The Q8 model adds slightly more nuance to the lighting and colors (“autumn vibes”), but at the cost of significantly higher memory usage. For my video pipeline, Q6 is likely sufficient.

{
    "choices": [
        {
            "message": {
                "content": "The user wants a detailed description of the image.\n\n1.  **Identify the main subject:** A person wearing a motorcycle helmet and gear, taking a selfie.\n2.  **Analyze the foreground:**\n    * **Person:** Wearing a dark grey/black full-face helmet with \"SHOEI\" branding. Only their eyes and part of their nose/forehead are visible through the visor.\n    * **Motorcycle parts:** Visible handlebars, side mirrors (one reflecting the sky/trees), and a phone mount on a tall stalk extending upwards on the right side. The phone is mounted vertically.\n    * **Background:** ... The trees show autumn colors (yellows, browns, greens), suggesting the season is autumn.",
                "role": "assistant"
            }
        }
    ]
}

How to Replicate This (The “Geek” Guide)

For those of you with the hardware to run this, here is the exact recipe I used to get these up and running locally on Apple Silicon.

1. Quantization

I converted the original Hugging Face weights using mlx_vlm. Note the use of the 2-bit flag here (which I later deleted because, well, see above).
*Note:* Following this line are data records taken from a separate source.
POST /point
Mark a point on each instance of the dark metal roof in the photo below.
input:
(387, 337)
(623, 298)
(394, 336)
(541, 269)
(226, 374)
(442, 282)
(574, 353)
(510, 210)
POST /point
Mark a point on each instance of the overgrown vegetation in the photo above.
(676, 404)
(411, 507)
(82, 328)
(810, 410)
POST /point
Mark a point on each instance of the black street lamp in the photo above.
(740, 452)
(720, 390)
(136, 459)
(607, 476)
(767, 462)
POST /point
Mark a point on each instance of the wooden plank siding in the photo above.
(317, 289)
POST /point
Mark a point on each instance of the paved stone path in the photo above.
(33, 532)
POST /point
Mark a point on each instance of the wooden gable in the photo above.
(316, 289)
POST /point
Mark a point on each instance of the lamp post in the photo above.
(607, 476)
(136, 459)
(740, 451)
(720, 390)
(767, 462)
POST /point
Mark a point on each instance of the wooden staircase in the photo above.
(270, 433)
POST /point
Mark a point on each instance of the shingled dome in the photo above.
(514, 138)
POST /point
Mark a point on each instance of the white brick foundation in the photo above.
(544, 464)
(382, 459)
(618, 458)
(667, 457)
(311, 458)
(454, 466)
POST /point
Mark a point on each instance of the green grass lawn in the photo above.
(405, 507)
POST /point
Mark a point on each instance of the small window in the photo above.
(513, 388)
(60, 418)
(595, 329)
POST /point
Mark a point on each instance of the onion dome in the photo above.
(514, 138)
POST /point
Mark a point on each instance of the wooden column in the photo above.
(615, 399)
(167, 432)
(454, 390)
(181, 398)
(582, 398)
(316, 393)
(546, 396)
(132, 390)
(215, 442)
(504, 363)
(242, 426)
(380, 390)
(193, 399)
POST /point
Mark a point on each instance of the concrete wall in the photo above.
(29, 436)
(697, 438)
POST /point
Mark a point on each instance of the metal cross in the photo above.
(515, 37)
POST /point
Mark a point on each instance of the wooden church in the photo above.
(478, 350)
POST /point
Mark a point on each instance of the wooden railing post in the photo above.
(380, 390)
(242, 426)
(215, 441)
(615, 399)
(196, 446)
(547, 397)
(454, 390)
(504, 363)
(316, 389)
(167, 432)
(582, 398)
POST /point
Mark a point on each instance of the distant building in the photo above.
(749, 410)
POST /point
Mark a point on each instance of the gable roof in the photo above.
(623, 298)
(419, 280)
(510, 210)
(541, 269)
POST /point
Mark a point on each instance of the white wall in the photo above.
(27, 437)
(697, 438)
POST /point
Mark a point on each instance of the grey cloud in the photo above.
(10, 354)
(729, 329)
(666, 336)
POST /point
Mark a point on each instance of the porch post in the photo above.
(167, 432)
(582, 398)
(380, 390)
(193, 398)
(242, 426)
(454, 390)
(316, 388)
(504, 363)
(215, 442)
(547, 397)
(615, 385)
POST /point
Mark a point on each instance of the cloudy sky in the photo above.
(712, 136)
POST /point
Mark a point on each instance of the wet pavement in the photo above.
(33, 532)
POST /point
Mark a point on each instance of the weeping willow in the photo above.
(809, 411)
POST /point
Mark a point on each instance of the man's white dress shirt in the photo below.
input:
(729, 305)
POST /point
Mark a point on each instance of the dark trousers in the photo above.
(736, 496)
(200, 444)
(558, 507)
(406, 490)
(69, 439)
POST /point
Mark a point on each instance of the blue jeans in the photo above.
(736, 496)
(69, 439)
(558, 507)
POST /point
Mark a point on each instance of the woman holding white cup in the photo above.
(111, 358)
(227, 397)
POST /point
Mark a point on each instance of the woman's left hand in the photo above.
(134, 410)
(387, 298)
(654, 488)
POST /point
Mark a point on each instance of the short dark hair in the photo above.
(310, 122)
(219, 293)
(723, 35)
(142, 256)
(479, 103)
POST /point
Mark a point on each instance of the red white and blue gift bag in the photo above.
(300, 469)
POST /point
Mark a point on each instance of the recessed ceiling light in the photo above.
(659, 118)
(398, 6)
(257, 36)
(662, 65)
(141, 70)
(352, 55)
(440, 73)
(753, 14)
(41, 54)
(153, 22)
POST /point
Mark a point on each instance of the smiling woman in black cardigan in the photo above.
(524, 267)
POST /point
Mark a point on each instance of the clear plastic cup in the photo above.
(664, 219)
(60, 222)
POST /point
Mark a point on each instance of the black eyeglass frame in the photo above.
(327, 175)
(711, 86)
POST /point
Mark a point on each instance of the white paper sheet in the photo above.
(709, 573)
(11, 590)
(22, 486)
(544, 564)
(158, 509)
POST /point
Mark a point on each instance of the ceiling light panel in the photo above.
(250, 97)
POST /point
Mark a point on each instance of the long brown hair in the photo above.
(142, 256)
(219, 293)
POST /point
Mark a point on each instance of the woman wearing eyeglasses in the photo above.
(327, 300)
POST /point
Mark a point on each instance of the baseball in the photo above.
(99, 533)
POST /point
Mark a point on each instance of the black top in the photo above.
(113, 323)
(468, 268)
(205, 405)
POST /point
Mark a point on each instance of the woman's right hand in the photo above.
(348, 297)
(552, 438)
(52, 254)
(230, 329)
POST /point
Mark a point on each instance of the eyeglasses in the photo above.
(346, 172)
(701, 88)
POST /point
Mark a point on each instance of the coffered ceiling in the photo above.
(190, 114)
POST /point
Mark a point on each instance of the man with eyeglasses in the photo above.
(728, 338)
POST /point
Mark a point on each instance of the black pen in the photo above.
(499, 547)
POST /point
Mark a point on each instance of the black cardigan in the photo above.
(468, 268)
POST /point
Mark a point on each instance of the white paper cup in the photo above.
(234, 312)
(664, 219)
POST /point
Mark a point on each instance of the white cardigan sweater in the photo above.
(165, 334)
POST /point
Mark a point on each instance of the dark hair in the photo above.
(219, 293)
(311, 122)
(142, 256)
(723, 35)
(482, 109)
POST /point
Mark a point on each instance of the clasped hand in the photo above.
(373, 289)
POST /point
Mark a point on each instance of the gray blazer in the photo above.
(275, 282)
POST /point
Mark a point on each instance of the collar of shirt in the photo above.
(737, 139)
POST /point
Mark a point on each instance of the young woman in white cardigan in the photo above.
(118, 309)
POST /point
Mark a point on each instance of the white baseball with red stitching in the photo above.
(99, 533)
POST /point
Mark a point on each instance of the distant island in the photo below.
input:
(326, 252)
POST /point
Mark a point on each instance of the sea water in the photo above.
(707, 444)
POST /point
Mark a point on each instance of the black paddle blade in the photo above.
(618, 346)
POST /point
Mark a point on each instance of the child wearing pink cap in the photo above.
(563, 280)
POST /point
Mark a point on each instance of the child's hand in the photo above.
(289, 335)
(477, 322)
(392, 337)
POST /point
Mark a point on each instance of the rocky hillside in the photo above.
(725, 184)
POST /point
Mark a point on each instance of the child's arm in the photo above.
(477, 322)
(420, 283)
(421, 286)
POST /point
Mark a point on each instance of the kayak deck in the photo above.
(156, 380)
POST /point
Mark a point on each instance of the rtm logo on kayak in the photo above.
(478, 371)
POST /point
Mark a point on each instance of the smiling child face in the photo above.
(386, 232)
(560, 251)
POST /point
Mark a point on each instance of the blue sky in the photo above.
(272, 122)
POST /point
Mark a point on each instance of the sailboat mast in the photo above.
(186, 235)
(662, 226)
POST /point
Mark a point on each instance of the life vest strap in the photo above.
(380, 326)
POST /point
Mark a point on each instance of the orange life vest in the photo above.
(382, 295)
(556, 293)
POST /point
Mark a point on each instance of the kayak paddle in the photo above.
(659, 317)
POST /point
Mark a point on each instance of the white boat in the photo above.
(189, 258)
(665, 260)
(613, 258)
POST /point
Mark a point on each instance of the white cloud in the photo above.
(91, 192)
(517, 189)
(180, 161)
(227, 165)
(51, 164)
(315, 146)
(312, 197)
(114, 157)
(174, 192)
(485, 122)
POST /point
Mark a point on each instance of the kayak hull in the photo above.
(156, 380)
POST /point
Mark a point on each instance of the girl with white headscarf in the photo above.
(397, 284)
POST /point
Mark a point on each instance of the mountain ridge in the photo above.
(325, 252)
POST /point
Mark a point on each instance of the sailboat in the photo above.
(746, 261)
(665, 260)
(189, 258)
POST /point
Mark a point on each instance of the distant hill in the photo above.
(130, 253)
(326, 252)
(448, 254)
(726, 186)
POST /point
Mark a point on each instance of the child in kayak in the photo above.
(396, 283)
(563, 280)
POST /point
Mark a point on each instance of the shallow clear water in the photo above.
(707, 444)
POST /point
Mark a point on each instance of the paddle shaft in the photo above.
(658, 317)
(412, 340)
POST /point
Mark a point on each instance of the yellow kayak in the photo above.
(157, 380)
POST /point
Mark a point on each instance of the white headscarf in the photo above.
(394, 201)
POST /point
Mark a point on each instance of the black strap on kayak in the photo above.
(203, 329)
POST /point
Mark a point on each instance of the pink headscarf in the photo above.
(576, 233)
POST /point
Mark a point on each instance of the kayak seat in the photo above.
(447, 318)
python -m mlx_vlm.convert \
  --hf-path ~/ai-models/Qwen3.5-Original \
  --mlx-path ~/ai-models/Qwen3.5-397B-MLX-Q2 \
  -q --q-bits 2

2. Launching the Server

Once converted, I launched the server using mlx-openai-server. Expect some AVFFrameReceiver warnings if you have OpenCV installed—you can ignore them.

mlx-openai-server launch \
  --model-path ~/ai-models/Qwen3.5-397B-MLX-Q3 \
  --model-type multimodal \
  --port 1234

3. The Storage Reality Check

Before you start downloading, check your disk space. Here is the footprint of the different quantization levels on my drive:

(base) graz@GeekwiththePeak 🤓 ~/ai-models $ for i in `ls ~/ai-models | grep Qwen3.5-397B-MLX-Q`; do du -sh $i; done 
162G    Qwen3.5-397B-MLX-Q3
301G    Qwen3.5-397B-MLX-Q6
393G    Qwen3.5-397B-MLX-Q8

Conclusion

This experiment proved that bigger is NOT always better. If you are building a pipeline where speed is critical, the Q3 model (at 162GB) is surprisingly competent at “seeing” the scene, identifying objects, and understanding context. It’s a fantastic first-pass filter.

For the final polish or high-detail analysis, Q6 is the winner. It provides 99% of the detail of Q8 but saves nearly 100GB of RAM/Disk space.

I’m off to get some sleep. Tomorrow, the automation begins.